今のはなんだ。抵抗もクソもなく問答無用で地面に叩きつけられた。
いやそれよりも、こっそり抜け出すつもりが全員起き出してしまった。計画が丸潰れである。
(この女のせいで)
恨みがましい視線をかごめに向けると、目聡くそれを察知したかごめの語気が一段と低くなる。
「なによその目は。行きたきゃどこへでも行けばいいわ。心配して損した。
どうせ温泉が長引いてたのも、桔梗の気配を感じたからなんでしょ」
かごめの言っている意味がさっぱり分からない蛮骨だったが、行って良いと言うのならここでまごついている暇はない。すっくと立ち上がり、きびすを返した。
弥勒たちが何か言いたげな顔をしながらその姿を目で追う。
そのまま歩き続けて、一行からは完全に見えなくなった頃。
「おすわりおすわりおすわりおすわりおすわりおすわりおすわりおすわりぃぃぃ────っ!!!」
ありったけの怒声が山中に響き、それが耳に入った瞬間身体が地面に叩きつけられた。
何度も何度も、有無をいわさず、容赦なく。
「ぐぁっ、ごふっ、ぐぇっ!」
地面に新しく刻まれた犬夜叉形のくぼみがその度に深く深く、みしみしと音を立てる。
蛮骨はただひたすらに、ひしゃげて蛙が潰れたような声を出し続けるだけの物体と成り果てた。
これはもう、耐えられるとか耐えられないの問題ではない。
「まっ、待てっ! わかっ、た! わけを、言う! 言いっ、ますっ、からっ!!」
さすがに命の危険を感じて声を張り上げると、やっと言霊ことだまの連発が止んだ。
「他にどんなわけがあるって言うのよ」
指先を痙攣させながら必死に這い出すと、仁王立ちしたかごめがやけに静かな表情で見下ろしている。
蛮骨はいったい何が悪かったのかさっぱり分からなかったが、何となくそうしなければ殺されるような気がして、彼女の前で正座した。
この女の恐ろしいところは破魔の力くらいだと思っていたが、大きな誤算だった。
「あ……あのですね……」
何とか事情を説明しようと口を開きかけるが、何からどう説明するべきかさっぱり思い浮かばない。そもそも、説明できるほど自分も理解できていないのだから無理もない。
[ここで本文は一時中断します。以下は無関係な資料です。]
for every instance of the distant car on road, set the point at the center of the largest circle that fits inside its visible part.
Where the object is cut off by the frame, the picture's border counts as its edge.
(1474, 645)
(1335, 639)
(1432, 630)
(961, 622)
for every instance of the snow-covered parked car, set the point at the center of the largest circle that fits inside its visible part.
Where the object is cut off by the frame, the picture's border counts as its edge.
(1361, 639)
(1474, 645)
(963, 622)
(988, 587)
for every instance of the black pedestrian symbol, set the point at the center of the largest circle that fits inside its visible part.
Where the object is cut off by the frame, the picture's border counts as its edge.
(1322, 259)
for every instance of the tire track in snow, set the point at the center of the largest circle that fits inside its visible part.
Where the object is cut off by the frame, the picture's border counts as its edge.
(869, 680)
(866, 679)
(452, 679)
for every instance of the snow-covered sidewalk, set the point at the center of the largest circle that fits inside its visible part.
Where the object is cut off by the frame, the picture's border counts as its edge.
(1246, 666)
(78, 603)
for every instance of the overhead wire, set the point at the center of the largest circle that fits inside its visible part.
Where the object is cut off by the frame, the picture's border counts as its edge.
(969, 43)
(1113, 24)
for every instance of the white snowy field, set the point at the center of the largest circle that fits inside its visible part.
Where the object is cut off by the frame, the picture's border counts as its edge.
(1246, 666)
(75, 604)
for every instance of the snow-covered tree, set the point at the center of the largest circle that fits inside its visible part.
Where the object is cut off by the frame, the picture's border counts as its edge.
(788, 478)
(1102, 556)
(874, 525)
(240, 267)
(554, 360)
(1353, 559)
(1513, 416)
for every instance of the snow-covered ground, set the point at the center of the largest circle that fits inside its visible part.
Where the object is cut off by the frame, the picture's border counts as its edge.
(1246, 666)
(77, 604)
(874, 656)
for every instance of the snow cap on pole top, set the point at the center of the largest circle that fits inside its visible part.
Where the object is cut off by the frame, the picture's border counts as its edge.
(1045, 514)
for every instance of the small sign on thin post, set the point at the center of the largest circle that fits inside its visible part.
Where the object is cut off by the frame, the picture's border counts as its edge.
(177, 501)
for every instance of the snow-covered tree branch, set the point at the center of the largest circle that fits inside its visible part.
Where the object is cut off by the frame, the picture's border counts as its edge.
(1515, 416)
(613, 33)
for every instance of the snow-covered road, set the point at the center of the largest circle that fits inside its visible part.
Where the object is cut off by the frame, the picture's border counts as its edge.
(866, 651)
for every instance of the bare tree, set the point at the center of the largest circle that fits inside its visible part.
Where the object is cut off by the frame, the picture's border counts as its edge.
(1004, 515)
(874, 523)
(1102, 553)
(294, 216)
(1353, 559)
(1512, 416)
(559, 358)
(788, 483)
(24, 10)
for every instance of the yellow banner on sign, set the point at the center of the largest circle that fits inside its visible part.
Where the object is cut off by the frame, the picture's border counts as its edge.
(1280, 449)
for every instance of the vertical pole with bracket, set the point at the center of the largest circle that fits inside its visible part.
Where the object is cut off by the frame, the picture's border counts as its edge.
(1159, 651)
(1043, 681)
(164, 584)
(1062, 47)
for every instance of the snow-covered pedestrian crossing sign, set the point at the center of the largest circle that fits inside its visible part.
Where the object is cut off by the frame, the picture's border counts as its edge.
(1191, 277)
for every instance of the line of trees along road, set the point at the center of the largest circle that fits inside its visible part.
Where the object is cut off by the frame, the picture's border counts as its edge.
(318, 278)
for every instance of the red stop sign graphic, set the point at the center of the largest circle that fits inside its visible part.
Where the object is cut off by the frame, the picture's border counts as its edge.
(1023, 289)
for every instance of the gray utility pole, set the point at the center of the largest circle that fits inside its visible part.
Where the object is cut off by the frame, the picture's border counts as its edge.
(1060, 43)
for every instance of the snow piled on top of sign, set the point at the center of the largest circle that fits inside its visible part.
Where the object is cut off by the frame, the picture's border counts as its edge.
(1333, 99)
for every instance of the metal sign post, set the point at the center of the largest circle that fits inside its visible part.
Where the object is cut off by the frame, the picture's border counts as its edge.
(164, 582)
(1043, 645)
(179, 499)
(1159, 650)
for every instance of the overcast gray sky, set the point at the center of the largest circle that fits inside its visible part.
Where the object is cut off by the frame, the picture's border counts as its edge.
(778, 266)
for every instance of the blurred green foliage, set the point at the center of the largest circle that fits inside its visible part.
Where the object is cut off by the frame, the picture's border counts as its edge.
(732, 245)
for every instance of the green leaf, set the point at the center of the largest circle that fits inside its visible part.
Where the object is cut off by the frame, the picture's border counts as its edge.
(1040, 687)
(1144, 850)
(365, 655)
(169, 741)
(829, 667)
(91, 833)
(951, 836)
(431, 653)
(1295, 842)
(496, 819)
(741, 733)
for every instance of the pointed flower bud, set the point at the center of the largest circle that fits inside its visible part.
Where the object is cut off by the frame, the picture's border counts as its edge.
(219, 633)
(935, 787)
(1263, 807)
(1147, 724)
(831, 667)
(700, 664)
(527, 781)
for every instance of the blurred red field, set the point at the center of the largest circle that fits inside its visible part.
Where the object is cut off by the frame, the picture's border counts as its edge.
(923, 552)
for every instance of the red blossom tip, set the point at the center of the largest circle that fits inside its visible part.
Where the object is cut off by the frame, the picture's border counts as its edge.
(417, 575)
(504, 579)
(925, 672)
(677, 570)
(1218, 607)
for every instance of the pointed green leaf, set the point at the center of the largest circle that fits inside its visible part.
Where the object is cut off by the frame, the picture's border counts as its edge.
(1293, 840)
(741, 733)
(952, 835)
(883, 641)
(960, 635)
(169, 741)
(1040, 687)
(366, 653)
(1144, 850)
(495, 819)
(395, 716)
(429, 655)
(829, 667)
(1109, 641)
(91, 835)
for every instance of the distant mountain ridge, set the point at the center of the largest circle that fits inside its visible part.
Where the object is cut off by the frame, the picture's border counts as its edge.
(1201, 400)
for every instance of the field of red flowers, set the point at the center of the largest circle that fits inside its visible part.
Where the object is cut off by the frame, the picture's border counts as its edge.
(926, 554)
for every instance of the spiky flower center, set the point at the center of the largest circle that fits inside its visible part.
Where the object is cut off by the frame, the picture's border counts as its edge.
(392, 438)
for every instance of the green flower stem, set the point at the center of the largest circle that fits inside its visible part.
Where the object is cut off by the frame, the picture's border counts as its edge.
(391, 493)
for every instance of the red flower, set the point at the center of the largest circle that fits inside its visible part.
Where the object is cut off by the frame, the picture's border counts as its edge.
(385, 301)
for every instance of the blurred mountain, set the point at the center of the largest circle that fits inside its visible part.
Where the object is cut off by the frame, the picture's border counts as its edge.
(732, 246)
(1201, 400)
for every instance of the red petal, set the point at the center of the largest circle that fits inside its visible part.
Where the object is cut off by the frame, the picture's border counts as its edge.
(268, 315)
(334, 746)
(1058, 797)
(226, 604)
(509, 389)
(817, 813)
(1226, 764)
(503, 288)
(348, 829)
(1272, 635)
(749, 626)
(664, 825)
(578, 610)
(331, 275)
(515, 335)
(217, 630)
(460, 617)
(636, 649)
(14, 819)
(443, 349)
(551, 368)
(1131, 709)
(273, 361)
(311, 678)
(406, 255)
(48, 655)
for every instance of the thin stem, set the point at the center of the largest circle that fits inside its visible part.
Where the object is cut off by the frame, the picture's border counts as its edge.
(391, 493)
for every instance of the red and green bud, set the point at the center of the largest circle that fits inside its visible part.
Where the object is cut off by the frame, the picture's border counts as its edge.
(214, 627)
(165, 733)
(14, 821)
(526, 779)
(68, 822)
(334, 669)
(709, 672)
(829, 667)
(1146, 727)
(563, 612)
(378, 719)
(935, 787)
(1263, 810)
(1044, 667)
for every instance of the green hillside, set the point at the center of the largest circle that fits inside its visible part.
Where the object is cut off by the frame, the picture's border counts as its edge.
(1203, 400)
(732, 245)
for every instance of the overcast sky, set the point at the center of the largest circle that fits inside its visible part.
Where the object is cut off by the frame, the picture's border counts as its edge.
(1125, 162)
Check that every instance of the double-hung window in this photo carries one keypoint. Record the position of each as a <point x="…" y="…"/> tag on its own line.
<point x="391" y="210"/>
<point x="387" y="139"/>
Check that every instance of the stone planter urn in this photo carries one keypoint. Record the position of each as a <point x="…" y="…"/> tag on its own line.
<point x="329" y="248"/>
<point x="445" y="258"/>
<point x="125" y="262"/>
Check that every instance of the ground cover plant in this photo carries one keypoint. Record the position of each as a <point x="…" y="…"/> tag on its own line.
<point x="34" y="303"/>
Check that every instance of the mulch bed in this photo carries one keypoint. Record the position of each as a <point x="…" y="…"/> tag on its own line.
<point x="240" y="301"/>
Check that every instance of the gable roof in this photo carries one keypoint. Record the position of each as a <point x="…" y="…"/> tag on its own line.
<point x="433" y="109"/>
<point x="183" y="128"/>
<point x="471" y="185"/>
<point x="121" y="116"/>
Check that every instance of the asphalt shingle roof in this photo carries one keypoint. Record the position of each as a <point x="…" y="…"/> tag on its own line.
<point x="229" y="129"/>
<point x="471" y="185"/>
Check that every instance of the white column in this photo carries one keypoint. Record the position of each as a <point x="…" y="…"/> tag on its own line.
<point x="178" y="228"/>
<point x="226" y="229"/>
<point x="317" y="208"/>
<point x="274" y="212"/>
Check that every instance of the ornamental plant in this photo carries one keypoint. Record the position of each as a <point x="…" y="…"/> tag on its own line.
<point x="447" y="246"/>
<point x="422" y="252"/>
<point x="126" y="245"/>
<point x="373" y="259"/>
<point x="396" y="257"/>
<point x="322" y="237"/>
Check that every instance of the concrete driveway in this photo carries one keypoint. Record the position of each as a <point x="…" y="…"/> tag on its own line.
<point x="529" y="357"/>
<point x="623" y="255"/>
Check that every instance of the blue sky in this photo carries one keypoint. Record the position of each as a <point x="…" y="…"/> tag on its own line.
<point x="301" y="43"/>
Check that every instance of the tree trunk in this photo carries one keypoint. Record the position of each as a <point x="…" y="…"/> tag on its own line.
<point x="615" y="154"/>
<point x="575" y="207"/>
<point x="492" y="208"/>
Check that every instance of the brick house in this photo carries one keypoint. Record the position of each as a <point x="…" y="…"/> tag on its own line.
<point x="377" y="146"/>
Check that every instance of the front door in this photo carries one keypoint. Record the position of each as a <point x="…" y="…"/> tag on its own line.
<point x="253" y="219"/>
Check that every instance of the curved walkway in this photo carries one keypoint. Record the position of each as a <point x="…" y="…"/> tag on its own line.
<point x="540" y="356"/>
先程からの歯切れの悪い様子に、かごめも何かおかしいと思ったのだろう。
「あんた、本当にどっかおかしいんじゃない?」
ぐっと詰まり、蛮骨は意を決してかごめを見上げた。
「俺は、犬夜叉じゃねえんだ」
その場の空気が固まった。
数秒後、かごめの眉がこれ以上ないほど吊り上り、その背後では爆笑の渦が起こる。
「い、犬夜叉、いくらなんでもそれは……」
「冗談にしても、もう少しマシなのがあるでしょ」
弥勒や珊瑚たちが腹を抱えて笑いこけている。
(ああ、やっぱり信じてもらえない)
さもありなん。
かごめはふるふると小刻みに震え、爆発しそうな怒りのやり場に苦労している様子である。
「ま、待て! 本当なんだ、信じてくれ!」
「ふ、ふふ、ふーん。良いわよ、信じてあげる……じゃあ、あんたはどこの誰だっていうのかしら」
言うべきか一瞬迷ったが、こうなったら野となれ山となれだ。
「俺は、七人隊の蛮骨だ」
今まで笑い飛ばしていた全員が真顔になった。冗談に敵の名を持ち出すのはさすがに不自然だと考えたらしい。
「かごめちゃん、念のため下がって」
反応の仕方に困っていたかごめの前に弥勒と珊瑚が進み出る。
「本当にお前が蛮骨だと、証明してみろ」
「どうすれば証明になるんだ」
弥勒と珊瑚が言葉に詰まった。咄嗟に思いつかないらしい。
と、かごめが提案する。
「三つ編み」
「え?」
「本当に蛮骨なら、髪で三つ編みを作ってみて。犬夜叉はできないわよ」
なるほどと珊瑚たちがうなずく。一方の蛮骨は、そういう事ならと髪を一束すくい上げ、するすると馴れた手つきで編んでいった。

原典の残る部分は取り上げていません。